The wonder of our modern world is being able to connect locally and globally in a matter of seconds. Yet this growing web of information, complaint and scandal has, in many cases, created a divided community, narrowly focused in on separate issues.
We have been closely observing the philosophies of Tristan Harris and his organization the Center for Humane Technology (CHT). They warn of tech companies race to the bottom of the brain stem to extract human attention.
“It's a race we're all losing,” CHT writes. “The result: addiction, social isolation, outrage, misinformation, and political polarization are all part of one interconnected system, called human downgrading, that poses an existential threat to humanity.”
As tech apps are fighting for our attention by preying on our weaknesses, it can feel overwhelming to put up a fight. But, we believe that the best action is to be proactive. We wanted to share with you some of our considerations about being mindful of our daily digital habits, so we can be as intentional as possible with our attention in the world.
- Go Gray
Have you ever noticed yourself picking up your phone repeatedly, opening and scrolling apps, even though there were no notifications? Our phones are designed with enticing colors to grab your attention and keep it. Companies like Facebook and Google have been turning to the field of applied neuroscience to understand how our brains respond to color in their apps and how that color can keep the eye. You can now block out these stimulating colors through enabling a Grayscale filter.
The process for enabling grayscale differs among different models of phone, but it’s typically accessible via “Accessibility” Menu. In IOS 10, go to Settings > General > Accessibility >Display Accommodations > Color Filters. Switch Color Filters on and select Gray scale. To easily toggle between color and gray scale, go to Setting ? General > Accessibility Shortcut > Color Filters. Now, you just press the home button three times to enable gray scale, and three clicks to return to full color.
- Screen Time
Being mindful is being aware. When I first started using iPhone's Screen Time function I was shocked by how much of my phone usage was on social media. Screen Time allows me to see actual data around how my average screen time was used, how many times I had picked up my phone, and notification frequency for the last week.

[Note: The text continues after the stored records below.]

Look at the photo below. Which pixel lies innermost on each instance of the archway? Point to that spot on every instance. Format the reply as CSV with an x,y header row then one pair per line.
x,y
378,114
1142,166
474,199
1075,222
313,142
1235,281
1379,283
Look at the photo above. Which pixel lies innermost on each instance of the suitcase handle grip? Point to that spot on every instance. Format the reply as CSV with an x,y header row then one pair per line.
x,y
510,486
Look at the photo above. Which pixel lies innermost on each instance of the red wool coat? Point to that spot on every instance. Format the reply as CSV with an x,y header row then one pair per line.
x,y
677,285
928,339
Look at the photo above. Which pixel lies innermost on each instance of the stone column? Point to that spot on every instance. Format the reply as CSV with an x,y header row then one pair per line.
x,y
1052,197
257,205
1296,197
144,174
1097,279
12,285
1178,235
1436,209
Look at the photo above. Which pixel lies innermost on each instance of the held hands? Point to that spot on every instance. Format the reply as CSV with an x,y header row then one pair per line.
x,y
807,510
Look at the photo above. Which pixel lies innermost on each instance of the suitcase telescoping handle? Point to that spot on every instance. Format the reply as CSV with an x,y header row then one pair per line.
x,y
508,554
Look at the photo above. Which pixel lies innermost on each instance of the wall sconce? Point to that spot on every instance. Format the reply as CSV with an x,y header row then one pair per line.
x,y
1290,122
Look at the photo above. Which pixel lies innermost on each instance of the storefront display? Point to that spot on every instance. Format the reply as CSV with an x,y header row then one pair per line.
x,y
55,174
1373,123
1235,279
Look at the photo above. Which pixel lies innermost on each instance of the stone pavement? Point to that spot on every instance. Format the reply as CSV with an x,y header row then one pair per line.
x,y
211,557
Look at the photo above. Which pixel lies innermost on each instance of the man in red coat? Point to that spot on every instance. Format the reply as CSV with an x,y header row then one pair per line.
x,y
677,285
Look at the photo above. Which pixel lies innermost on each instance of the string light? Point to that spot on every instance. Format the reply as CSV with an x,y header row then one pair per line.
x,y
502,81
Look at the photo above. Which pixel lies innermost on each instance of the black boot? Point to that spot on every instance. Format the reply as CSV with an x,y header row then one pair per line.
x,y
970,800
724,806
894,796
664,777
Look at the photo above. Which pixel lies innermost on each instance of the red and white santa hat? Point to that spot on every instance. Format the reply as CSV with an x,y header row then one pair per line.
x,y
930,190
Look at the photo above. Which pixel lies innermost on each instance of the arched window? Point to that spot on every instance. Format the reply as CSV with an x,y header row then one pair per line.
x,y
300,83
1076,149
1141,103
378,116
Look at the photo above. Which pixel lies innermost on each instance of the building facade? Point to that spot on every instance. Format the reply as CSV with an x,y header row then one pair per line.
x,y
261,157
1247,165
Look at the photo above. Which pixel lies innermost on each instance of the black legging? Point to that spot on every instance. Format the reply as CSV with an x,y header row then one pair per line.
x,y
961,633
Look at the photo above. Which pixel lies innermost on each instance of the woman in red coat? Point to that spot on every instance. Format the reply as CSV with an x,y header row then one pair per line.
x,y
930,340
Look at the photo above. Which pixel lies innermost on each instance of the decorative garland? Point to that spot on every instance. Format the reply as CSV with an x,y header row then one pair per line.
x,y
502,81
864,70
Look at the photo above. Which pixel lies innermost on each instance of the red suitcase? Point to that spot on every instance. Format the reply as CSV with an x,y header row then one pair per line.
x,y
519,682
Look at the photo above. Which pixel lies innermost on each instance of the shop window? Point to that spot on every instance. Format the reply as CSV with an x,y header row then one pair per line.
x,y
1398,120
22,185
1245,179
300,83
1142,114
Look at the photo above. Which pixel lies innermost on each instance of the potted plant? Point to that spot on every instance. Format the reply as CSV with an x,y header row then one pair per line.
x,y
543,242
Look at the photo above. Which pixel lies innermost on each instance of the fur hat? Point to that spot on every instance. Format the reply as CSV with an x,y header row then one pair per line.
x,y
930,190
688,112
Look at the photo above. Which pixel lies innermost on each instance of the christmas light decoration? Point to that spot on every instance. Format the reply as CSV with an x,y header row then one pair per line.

With these things in ming I was able to set appropriate limits to how much time I wanted to be spending on my phone. In the Screen Time function you are able to create and manage daily app limits. For Android users you will need to download a 3rdparty app to manage screen time, recommended programs are Thrive Away or Stay Focused App Block
To access on iPhone go to Settings > Screen Time
Studies have shown that the blue-light from our phones at night throws off our circadian rhythms and causes our sleep to suffer. It is important to create a nighttime ritual away from our phones and allow our mornings to begin naturally. iPhone offers the options for decreasing blue light based around your schedule through their Night Shift function.
To access this option got to Settings > Display & Brightness > Night Shift and set up your scheduled time to increase the warm color temperature
And while we are talking about nighttime rituals, iPhone also offers the option to disable your apps and notifications on a schedule that can align with your night/morning routines. For me I set my downtime an hour before bed and an hour after waking up to allow for a buffer between my rest and technology.
To access this option go to Settings > Screen Time > Downtime and enable choosing your time and selected apps to remain usable.
- Computer limits
We have all fallen victim to becoming sidetracked in an Internet rabbit hole while trying to accomplish something totally different. The endless option that the computer has to offer can be held at bay during work hours through apps such as SelfControl (free) or Freedom (subscription). These computer apps offer the ability to block chosen websites and other apps with the time designated by you, allowing you to be able to focus without drifting off into the Facebook feed or that new email in your inbox.
The only reason we know about these techniques is because we have fallen into pitfalls that they offer respite from, ourselves. Along the way we have come in contact with many other individuals in our community who're exploring this topic.
Rabbi/Educator David Burstein shared with us his experience around honoring the tradition of Shabbat as a rest day in the always-plugged in world.
“What I try to do, just on a personal level," He said. "Is to get all my work done by 12 on Saturday (Shabbat) and then I take a break from 12-6 which is a shorter break, which I just check in to my life. I'll read, I'll take a nap, we play games as family. It is an opportunity to check in with what seems to goes by the wayside during the week, not just due to technology but just that life moves pretty quickly.”
David has been teaching mindfulness for about 25 years and is familiar with the need to stay present he says—that is what Shabbat is all about. This technology break is something that David now looks forward to. “It is interesting because when I first started I was anxious, because I was like oh god how am I going to get all this work done?!” But now he has come to realize that giving yourself the freedom to take a break can save your life, and that’s the truth.